Enlisting Nature to Stem Climate Change:Capturing carbon in our NW cities, farms & forests. Tickets available at the door!
Atmospheric carbon dioxide levels are dangerously high and continue to rise. Dramatic reductions in carbon emissions are essential, but even the most optimistic scenarios leave CO2 at levels likely to cause impacts such as radical sea level rise. Restoring climate stability requires a second solution, mobilization of the power of plant photosynthesis to capture and store carbon in biological systems.
This biocarbon approach is applicable across the landscape, including forests, farm lands and urban/suburban areas, and can benefit many additional aspects of our economy and our environment, such as creating jobs, preventing pollution of our waterways and providing productive uses for organic "waste" materials.

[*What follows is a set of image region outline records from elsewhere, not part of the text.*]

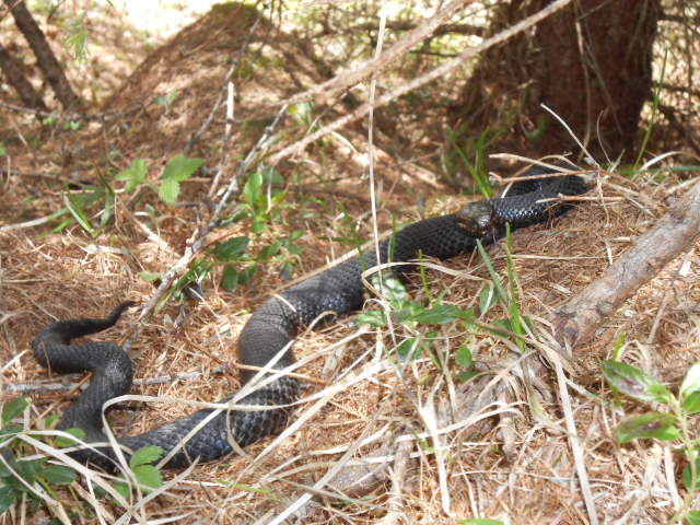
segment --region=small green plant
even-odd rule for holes
[[[162,456],[163,448],[151,445],[139,448],[129,458],[129,468],[139,485],[139,489],[144,493],[149,493],[153,489],[158,489],[163,486],[163,475],[158,467],[152,465]],[[125,500],[128,500],[132,483],[128,482],[124,475],[121,476],[121,479],[122,481],[116,481],[114,483],[114,488],[124,497]]]
[[[700,444],[698,438],[690,433],[690,417],[700,413],[700,363],[690,368],[677,394],[630,364],[609,360],[603,361],[600,366],[614,393],[665,408],[665,411],[653,410],[629,417],[615,433],[620,443],[648,439],[681,442],[687,460],[681,478],[687,494],[668,523],[680,523],[684,518],[690,524],[700,523],[700,511],[690,510],[700,490]]]
[[[177,202],[180,191],[180,183],[190,178],[205,163],[203,159],[188,158],[182,153],[175,155],[165,166],[158,195],[163,202],[173,206]],[[115,180],[125,182],[127,192],[133,192],[141,185],[151,186],[148,180],[148,161],[135,159],[131,165],[115,176]]]
[[[20,397],[2,407],[2,427],[0,427],[0,514],[20,503],[23,498],[30,502],[32,512],[42,506],[42,493],[56,494],[54,487],[70,485],[77,479],[75,471],[63,465],[52,465],[47,457],[22,459],[26,445],[16,435],[24,432],[19,418],[30,406],[30,401]],[[20,457],[18,457],[20,456]]]
[[[88,27],[85,26],[85,13],[74,16],[66,23],[65,45],[79,62],[88,60]]]
[[[158,95],[155,97],[155,103],[159,106],[163,106],[165,108],[165,115],[168,115],[173,108],[173,103],[177,100],[178,95],[179,92],[177,90],[171,90],[164,95]]]
[[[32,512],[36,512],[46,498],[59,500],[57,487],[68,486],[78,480],[78,472],[66,465],[49,463],[48,457],[35,457],[26,459],[32,453],[32,446],[27,444],[28,438],[43,441],[55,447],[70,447],[77,444],[70,436],[46,435],[44,431],[26,430],[25,425],[15,423],[14,420],[30,407],[25,398],[18,398],[2,407],[2,423],[0,425],[0,513],[10,510],[13,505],[27,501]],[[50,416],[44,422],[46,429],[51,428],[58,421],[57,416]],[[78,439],[84,439],[85,433],[80,429],[69,429],[68,434]],[[144,446],[133,453],[129,459],[131,469],[129,479],[125,475],[112,485],[117,493],[129,500],[131,490],[138,485],[141,493],[148,493],[163,485],[163,477],[158,467],[151,465],[160,459],[163,450],[160,446]],[[106,491],[96,487],[98,497],[106,495]],[[119,503],[115,499],[116,503]]]
[[[465,148],[458,144],[456,131],[447,128],[447,139],[453,150],[457,153],[464,166],[468,170],[471,178],[476,183],[483,198],[493,197],[493,185],[489,179],[489,172],[486,168],[487,149],[491,142],[498,139],[501,133],[491,133],[490,129],[485,129],[476,141],[470,141]],[[474,162],[470,158],[474,156]]]
[[[63,215],[66,212],[70,217],[63,219],[54,231],[61,232],[75,221],[83,230],[96,237],[114,217],[115,199],[114,189],[106,183],[102,186],[85,185],[80,190],[67,188],[66,208],[59,210],[57,217]],[[88,210],[97,203],[101,203],[102,213],[98,224],[93,224]]]
[[[196,170],[196,163],[186,163],[183,160],[177,166],[185,168],[173,171],[180,175],[171,175],[166,167],[163,178],[173,179],[183,177]],[[127,190],[136,190],[144,183],[147,165],[143,160],[137,159],[129,168],[118,175],[119,179],[127,183]],[[207,253],[198,258],[189,270],[168,290],[160,304],[164,304],[171,298],[180,298],[183,291],[201,280],[217,266],[223,266],[222,285],[228,291],[235,290],[238,285],[249,283],[255,277],[260,264],[273,261],[280,266],[283,278],[291,278],[298,264],[299,255],[303,247],[296,242],[304,236],[303,230],[295,230],[290,235],[268,241],[268,226],[281,219],[281,210],[285,192],[279,189],[284,180],[276,170],[261,170],[253,173],[243,188],[243,202],[236,211],[223,221],[222,225],[237,224],[249,221],[252,235],[238,235],[225,241],[214,243]],[[171,191],[163,191],[161,196]],[[173,191],[172,197],[175,197]],[[148,282],[156,282],[161,273],[143,271],[141,278]]]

In this Sustainable Path Town Hall Symposium we'll learn about the Northwest Biocarbon Initiative, biocarbon storage potential in regional agriculture and urban landscapes.
The moderator will be Patrick Mazza, research director at Climate Solutions Patrick has been central to Climate Solutions' Northwest Biocarbon Initiative and has authored a detailed report on this issue. Patrick will introduce the topic of biocarbon and its importance for fighting climate change. He will also moderate a Q&A/discussion period.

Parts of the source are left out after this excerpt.